СД. В большинстве я общаюсь с эмигрантами третьей волны, с людьми моего возраста и примерно моего склада, хотя у меня есть знакомые среди эмигрантов второй волны и первой волны.
ДГ. А район, где вы живете, - Форест Хиллc в Квинсе с 62 по 65 улицу вдоль основной магистрали 108 улицы, - там, кажется, большая концентрация новых эмигрантов?
СД. Да, это вторая по величине русская колония в Нью-Йорке. На Брайтон Биче, может быть, десятки тысяч человек, у нас, наверное, около шести тысяч.
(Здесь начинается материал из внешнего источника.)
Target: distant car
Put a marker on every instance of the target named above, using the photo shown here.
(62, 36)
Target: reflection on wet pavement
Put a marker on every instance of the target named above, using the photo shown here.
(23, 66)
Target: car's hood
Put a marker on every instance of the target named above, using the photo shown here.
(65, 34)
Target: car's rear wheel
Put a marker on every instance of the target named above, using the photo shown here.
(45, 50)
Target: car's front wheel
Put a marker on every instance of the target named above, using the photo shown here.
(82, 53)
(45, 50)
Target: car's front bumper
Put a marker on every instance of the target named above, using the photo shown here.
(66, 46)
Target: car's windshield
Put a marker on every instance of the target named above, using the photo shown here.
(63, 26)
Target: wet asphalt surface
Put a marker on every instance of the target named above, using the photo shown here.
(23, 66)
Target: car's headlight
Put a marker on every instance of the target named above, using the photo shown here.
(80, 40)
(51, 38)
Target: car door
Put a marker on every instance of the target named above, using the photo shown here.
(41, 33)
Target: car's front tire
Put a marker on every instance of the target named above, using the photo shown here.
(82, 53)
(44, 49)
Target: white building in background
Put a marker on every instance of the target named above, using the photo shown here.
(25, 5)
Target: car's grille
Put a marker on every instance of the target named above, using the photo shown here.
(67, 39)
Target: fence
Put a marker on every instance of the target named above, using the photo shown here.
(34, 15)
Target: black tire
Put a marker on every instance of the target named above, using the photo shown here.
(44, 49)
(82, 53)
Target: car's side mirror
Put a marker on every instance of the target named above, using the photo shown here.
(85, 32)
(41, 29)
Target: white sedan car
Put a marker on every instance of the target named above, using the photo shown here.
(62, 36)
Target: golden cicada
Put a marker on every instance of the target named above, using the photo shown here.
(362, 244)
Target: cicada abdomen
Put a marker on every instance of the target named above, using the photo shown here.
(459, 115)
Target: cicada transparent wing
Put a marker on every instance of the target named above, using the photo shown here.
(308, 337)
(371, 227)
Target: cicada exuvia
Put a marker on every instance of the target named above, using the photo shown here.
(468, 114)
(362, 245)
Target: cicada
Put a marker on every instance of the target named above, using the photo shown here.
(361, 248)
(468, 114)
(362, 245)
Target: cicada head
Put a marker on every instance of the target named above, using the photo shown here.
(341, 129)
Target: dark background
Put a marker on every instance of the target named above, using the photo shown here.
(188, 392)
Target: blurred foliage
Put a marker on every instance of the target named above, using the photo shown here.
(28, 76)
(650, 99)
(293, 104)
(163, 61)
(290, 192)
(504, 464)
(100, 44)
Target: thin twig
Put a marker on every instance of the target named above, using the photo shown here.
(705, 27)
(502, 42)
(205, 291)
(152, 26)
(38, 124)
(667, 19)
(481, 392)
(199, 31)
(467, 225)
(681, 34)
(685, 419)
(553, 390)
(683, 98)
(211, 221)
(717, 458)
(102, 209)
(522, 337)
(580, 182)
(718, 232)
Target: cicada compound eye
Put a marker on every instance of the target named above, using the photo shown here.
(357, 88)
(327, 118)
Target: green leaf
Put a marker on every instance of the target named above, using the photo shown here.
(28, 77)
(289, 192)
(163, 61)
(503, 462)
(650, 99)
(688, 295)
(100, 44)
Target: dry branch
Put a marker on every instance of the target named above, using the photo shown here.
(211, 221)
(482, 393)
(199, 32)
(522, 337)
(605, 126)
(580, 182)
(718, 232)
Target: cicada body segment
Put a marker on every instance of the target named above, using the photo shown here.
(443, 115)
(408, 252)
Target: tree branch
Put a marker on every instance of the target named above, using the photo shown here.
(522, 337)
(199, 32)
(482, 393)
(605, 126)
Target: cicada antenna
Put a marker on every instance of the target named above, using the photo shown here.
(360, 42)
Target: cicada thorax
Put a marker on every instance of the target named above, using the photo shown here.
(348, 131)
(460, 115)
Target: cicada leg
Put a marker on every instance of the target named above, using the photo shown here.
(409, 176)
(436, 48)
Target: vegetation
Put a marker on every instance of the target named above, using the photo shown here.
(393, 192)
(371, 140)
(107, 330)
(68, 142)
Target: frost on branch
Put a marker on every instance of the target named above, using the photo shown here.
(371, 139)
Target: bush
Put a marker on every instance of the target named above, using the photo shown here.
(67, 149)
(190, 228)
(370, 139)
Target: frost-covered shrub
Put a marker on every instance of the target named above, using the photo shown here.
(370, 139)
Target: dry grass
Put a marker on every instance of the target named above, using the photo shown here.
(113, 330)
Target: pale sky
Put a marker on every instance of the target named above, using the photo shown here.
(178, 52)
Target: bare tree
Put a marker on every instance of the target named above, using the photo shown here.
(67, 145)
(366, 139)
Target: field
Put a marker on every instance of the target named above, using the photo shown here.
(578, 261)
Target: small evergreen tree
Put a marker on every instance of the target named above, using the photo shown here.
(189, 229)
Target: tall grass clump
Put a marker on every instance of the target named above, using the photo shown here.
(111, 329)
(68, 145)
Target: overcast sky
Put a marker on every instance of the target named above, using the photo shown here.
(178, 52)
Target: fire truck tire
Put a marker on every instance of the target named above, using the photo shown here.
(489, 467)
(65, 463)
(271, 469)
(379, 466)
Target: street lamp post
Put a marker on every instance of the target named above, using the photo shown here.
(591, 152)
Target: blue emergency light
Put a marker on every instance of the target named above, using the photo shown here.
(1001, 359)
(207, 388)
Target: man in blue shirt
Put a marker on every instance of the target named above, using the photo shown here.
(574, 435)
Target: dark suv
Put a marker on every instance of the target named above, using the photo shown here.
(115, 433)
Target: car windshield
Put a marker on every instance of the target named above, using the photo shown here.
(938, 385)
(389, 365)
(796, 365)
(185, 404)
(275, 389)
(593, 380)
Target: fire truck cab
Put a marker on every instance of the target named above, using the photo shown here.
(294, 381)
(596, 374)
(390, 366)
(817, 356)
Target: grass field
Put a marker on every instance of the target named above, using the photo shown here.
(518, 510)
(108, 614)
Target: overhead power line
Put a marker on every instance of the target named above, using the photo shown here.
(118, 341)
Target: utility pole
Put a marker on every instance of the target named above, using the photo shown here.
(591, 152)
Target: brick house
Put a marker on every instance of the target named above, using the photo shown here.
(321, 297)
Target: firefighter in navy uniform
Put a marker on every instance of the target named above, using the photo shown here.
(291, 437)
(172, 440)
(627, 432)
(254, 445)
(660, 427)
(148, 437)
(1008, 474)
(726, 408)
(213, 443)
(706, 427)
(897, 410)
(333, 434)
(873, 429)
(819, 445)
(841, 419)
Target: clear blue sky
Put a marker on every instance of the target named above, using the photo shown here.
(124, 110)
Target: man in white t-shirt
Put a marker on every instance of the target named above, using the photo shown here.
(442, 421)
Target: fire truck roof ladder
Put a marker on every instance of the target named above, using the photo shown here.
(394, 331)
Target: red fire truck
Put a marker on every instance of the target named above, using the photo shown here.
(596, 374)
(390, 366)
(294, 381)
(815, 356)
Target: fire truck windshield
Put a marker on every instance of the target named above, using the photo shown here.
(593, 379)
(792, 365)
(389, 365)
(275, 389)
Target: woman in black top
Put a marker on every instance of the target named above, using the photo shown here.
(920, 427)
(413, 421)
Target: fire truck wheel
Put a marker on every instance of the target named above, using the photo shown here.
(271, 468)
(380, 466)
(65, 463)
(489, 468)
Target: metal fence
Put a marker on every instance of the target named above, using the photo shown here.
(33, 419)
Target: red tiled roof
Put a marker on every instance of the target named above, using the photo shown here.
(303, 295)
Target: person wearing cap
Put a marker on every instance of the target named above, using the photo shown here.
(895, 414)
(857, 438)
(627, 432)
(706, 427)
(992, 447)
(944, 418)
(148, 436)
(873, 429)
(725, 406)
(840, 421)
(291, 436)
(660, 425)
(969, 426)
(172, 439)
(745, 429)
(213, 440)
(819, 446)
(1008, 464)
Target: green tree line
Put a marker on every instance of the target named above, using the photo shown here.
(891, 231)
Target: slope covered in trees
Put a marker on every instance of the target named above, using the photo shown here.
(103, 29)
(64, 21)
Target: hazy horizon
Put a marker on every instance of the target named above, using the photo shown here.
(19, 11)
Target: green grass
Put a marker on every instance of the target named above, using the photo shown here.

Но они сосредоточены на таком небольшом участке, что возникает ощущение оккупации. В нашем районе по-английски практически не говорят: без английского языка в нем можно прожить, без русского нет. Врачи говорят по-русски, в магазинах русская речь. Бюро путешествий, мастерские, прачечные - все русские.
ДГ. Кто издавал ваши книги в Америке?
СД. Две или три книги издал "Ардис", две книги вышли в издательстве "Эрмитаж". "Третья волна" под руководством Глезера издала одну книгу. Еще надо назвать "Серебряный век", возглавляемый Григорием Поляком. "Руссика" издает последние мои книжки. И даже "Синтаксис" парижский, которым руководит Мария Васильевна Розанова-Синявская, издал одну книгу.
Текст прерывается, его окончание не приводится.